Des prix en phase de stabilisation
Après une baisse généralisée des prix en 2024, le marché immobilier semble se stabiliser en 2025. Selon les notaires de France, la baisse annuelle des prix des logements anciens s’atténue, passant de -2,1 % en 2024 à -0,7 % en février 2025. À Paris, le prix moyen au mètre carré est estimé à 9 420 €, en recul de 1,4 % sur un an. Certaines métropoles affichent toutefois des hausses significatives, comme Marseille (+4 %), Toulouse (+5 %) et Perpignan (+11 %), portées par une attractivité croissante et une offre limitée.

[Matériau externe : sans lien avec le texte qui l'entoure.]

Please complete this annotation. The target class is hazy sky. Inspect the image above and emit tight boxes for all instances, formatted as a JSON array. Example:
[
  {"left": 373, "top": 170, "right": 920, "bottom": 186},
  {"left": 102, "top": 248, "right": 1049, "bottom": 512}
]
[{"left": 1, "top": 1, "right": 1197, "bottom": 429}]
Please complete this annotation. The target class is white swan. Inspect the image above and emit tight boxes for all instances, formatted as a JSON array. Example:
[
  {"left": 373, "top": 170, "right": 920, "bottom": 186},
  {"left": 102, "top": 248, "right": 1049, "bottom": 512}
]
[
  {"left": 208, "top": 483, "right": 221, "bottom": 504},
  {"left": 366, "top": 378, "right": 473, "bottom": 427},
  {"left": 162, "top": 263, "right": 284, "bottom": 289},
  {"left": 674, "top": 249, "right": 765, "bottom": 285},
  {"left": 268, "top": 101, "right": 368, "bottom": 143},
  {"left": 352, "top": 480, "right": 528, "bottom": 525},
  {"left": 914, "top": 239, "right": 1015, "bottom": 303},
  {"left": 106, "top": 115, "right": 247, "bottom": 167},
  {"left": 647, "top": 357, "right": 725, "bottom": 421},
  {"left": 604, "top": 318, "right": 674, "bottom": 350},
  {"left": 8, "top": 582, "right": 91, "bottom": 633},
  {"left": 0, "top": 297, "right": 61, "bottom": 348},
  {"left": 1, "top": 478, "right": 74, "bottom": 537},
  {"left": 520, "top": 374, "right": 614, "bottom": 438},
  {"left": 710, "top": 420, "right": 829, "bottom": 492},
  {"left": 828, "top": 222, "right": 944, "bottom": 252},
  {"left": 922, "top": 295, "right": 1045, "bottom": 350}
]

Des délais de vente allongés
Malgré la reprise des transactions, les délais de vente s’allongent légèrement. Au niveau national, ils atteignent en moyenne 98 jours au premier trimestre 2025, soit une augmentation de 2 jours par rapport à la même période en 2024. En Île-de-France, les délais dépassent pour la première fois ceux des régions, avec 101 jours contre 99 jours.
Un marché locatif sous pression
L’investissement locatif connaît une baisse notable, représentant moins de 20 % des achats immobiliers en 2025, contre 32,5 % en 2021. Cette désaffection s’explique par des contraintes réglementaires accrues, notamment l’interdiction progressive de louer des logements classés F et G en termes de performance énergétique, et la fin du dispositif Pinel. Par ailleurs, les marges de négociation continuent de progresser, atteignant 8,0 % en janvier 2025, en hausse de 12 % sur un an. Cette tendance concerne tant les appartements (7,5 %, +10 %) que les maisons (8,5 %, +14 %).
Des mesures gouvernementales pour soutenir le marché
Face aux défis du secteur, le gouvernement a mis en place plusieurs mesures pour stimuler l’activité immobilière. Le Prêt à Taux Zéro (PTZ) a été élargi aux logements neufs sur l’ensemble du territoire, visant à dynamiser le marché du neuf . Des incitations fiscales ont également été introduites pour l’investissement locatif, notamment avec l’adaptation du dispositif Pinel+ et le développement de baux locatifs à prix encadré. Cependant, l’impact de ces mesures reste à évaluer, leur efficacité dépendant de la capacité des acteurs du marché à adapter leur offre aux nouvelles attentes des acquéreurs et investisseurs.
Perspectives pour le reste de l’année
Le marché immobilier français en 2025 montre des signes encourageants de reprise, portés par des conditions de crédit plus favorables et des prix stabilisés. Néanmoins, la prudence reste de mise, en raison de disparités régionales, de délais de vente allongés et d’un marché locatif sous tension. Les mois à venir seront déterminants pour confirmer cette tendance et évaluer l’impact des mesures gouvernementales sur la dynamique du secteur.